Crude oil prices have risen steadily since the beginning of 2018 which is leading to a more favourable outlook for the global oil and gas (O&G) industry. If oil prices remain stable around current levels, it is expected that O&G companies will gradually increase capital expenditures, raise their activities in the exploration sector and commence development of new oil and gas fields.

Despite the improving outlook for the O&G industry, the operating environment for the offshore support vessel (“OSV”) sector remains challenging as the persistent oversupply of OSVs amid soft demand conditions has continued to exert downward pressure on vessel utilisation rates and charter rates.

The Group has established itself as one of the largest OSV providers in the Middle East which remains as the world’s largest oil producer and the second largest gas producer.
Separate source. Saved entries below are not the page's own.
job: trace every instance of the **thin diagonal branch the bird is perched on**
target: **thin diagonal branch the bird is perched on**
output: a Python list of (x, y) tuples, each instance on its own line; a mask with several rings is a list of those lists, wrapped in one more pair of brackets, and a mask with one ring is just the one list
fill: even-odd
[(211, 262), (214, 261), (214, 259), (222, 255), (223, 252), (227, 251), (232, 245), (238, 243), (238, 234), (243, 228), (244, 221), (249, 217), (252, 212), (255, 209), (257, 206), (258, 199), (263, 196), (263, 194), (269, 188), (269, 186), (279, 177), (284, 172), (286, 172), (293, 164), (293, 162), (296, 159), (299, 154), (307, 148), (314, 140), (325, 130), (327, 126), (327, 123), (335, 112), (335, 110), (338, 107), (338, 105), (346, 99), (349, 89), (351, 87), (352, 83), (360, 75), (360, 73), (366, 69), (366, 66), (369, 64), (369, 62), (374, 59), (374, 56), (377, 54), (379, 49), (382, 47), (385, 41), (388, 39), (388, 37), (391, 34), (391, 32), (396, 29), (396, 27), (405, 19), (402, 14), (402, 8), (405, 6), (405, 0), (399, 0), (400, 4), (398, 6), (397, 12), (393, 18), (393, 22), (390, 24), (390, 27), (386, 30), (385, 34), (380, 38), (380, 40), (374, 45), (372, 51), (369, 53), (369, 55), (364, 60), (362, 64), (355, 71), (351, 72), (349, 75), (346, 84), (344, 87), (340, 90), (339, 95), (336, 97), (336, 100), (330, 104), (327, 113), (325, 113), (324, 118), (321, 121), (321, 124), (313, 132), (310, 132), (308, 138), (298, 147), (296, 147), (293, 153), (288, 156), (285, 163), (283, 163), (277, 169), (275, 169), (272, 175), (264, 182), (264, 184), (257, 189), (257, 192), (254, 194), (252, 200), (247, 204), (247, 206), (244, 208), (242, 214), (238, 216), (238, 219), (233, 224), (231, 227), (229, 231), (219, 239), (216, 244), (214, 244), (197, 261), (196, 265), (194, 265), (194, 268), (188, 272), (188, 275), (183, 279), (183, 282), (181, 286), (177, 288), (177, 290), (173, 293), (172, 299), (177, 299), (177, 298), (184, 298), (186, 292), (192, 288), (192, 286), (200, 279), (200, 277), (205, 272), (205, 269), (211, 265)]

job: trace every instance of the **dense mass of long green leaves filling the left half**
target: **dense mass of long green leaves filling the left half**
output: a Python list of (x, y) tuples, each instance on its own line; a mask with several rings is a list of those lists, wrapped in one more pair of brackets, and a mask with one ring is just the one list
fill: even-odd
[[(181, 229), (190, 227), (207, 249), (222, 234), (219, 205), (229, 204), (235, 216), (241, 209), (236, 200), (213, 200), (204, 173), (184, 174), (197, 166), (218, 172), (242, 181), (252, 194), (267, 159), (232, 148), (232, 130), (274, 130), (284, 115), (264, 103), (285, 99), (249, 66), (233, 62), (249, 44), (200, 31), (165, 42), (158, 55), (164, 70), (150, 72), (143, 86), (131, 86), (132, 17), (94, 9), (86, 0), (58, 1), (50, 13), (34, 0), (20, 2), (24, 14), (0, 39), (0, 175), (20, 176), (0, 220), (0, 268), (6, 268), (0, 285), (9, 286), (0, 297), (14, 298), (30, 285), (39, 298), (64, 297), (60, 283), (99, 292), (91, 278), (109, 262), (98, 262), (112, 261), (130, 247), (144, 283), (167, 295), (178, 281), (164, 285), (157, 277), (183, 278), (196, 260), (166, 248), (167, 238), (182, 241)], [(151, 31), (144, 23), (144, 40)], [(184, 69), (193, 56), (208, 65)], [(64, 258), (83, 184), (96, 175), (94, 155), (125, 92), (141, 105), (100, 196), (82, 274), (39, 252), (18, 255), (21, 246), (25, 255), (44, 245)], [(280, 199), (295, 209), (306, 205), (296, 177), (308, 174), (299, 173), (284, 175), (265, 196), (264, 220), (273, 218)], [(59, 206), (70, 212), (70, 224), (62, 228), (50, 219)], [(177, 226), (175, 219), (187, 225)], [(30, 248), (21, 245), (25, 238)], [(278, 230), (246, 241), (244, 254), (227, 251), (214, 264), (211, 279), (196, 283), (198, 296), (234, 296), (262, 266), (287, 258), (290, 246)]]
According to oil major BP, the region is expected to account for over 34% of global liquids production and 20% of gas production by 2040. BP also forecasts conventional oil production to reach 29 million barrels per day (Mb/d) by 2040 from 26 Mb/d in 2016, and for natural gas production to increase by 60% from 62 billion cubic feet per day (Bcf/d) in 2016 to 98 Bcf/d in 2040, led mainly by Iran, Qatar and Saudi Arabia (Source: BP Energy Outlook, Country and Regional Insights – Middle East).

The Group’s core vessel chartering business is driven mainly by long-term charter contracts secured with a key National Oil Company (“NOC”) customer in the Middle East which is a major player in the region’s offshore oil and gas production. This business model has enabled the Group to continue reporting operating profits despite the challenging market conditions in the OSV sector over the last few years. To capitalise on the vast opportunities in the Middle East market, the Group is working closely with its NOC customer to develop innovative solutions for the customer’s offshore support requirements beyond the traditional OSV business.

During 1QFY2019, the Group’s key NOC customer extended the charter contract for 16 vessels that are currently deployed in the Middle East for another year, albeit at lower charter rates. The lower charter rates have been reflected in the Group’s chartering services order book which, as at 30 June 2018, had total value of approximately US$700 million. This comprises mainly long term charter contracts that stretch up to 2025 inclusive of extension options of up to 2 years.

To broaden its revenue base, the Group is pursuing opportunities to widen the scope of its operations in the region to new target markets in Egypt and Kuwait. The Group is also working continuously to strengthen its operating capabilities and service quality, improve cost and operational efficiencies, and expand and differentiate its fleet to meet customers’ requirements.

Leveraging on the local knowledge and expertise of its strategic partner and controlling shareholder Rawabi Holding Company Limited, the Group is seeking opportunities to strengthen its market position in the Middle East.